Dalam analisis ini, pihak kepolisian mendalami berbagai aspek kecelakaan, termasuk jejak di lokasi kejadian dan kondisi kendaraan sebelum serta sesudah tabrakan. “Semua, termasuk jejak Laka, bekas benturan, kecepatan awal sebelum crashing, kecepatan pada saat crashing, kondisi kedua kendaraan sebelum, pada saat, dan setelah Laka,” jelas Kompol Sandhi.

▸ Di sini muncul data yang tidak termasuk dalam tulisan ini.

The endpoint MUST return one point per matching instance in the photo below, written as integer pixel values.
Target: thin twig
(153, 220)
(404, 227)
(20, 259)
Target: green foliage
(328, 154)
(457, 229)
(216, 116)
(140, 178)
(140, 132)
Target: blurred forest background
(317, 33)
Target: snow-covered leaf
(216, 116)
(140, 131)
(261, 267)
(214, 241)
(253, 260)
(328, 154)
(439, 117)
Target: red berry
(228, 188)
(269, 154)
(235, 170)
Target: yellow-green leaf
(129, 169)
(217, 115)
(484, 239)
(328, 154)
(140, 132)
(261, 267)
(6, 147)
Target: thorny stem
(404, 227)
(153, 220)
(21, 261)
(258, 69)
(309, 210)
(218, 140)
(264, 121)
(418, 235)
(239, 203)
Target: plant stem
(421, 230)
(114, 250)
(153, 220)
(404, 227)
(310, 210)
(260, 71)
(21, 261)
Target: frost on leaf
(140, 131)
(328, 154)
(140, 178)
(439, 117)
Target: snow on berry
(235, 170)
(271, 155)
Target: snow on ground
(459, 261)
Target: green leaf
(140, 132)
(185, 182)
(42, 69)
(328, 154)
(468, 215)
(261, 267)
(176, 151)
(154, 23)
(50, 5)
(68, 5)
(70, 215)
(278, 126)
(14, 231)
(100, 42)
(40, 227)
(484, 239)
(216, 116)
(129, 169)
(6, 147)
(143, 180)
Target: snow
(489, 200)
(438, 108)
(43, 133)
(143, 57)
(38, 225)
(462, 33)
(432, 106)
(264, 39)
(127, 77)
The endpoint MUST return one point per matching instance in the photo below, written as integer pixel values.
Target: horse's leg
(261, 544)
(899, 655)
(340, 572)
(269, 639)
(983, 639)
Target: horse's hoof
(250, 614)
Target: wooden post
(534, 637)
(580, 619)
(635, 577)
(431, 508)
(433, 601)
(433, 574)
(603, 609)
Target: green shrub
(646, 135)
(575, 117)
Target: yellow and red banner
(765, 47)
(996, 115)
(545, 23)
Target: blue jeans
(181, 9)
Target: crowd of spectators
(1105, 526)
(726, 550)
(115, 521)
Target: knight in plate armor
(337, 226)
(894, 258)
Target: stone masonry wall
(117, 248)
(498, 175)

Proses TAA ini ditargetkan selesai pada minggu ini. Dengan demikian, diharapkan dapat diketahui penyebab dari kecelakaan tersebut. Hal ini penting untuk memberikan gambaran yang jelas mengenai kejadian dan faktor-faktor yang terlibat dalam kecelakaan tersebut.